Responding to criticism voiced earlier this week by challenger Steve Martin, a former state controller, Treasurer Kate Marshall said she told legislative leaders during the special session in February that she was not convinced the board of the College Savings Trust Fund would agree to turn over $4 million to bail out the scholarship program.
Yet legislators relied on that money when redoing the Millennium Scholarship budget in February and declared to college students that the scholarship program was solvent.
Now the treasurer's office has calculated that the scholarship program will fall $1.3 million into the red next year.
Legislators were told by Marshall's staff at Thursday's Interim Finance Committee meeting that they must figure out during the 2011 session how to fund the program properly or take steps to limit participation.
The Millennium Scholarship program offers $10,000 college scholarships to Nevada high school graduates who have 3.25 or better grade-point averages and pass all parts of the high school proficiency exam.

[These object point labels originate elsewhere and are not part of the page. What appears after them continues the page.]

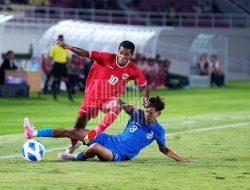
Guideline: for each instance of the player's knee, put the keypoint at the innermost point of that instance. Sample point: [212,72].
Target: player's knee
[95,147]
[116,110]
[118,102]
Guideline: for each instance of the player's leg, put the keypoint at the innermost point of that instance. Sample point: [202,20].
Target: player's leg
[30,132]
[95,149]
[87,111]
[112,110]
[81,122]
[64,73]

Marshall, a Democrat, has come under fire from Republican Martin and legislators for mishandling the program.
During the meeting, Assembly Minority Leader Heidi Gansert, R-Reno, said legislators were told during the special session there was enough money to keep the Millennium Scholarship program solvent into 2014.
"This is not adding up," Gansert said. "There are a lot of students who rely on this scholarship."
Marshall said Friday that she told legislative leaders in private conversations in February that they could not count on the five-member College Savings Trust Fund board giving the scholarship fund $2 million this year and $2 million next year.
"I told them that was a board decision," added Marshall, who has one vote on the board. "I told them two members of the board would vote no, but I would bring it to the board. What happened is exactly what I told them."
She said members balked at the $2 million-a-year transfers and agreed on only $200,000, which at the time was what the treasurer thought would cover expenses of the program through 2011.
Then her office received a report that funds Nevada received from a settlement with the tobacco industry over tobacco-related illness were dropping precipitously.
Forty percent of the tobacco settlement funds go to fund the Millennium Scholarship program. But the scholarship program received $2.6 million less than it anticipated in April.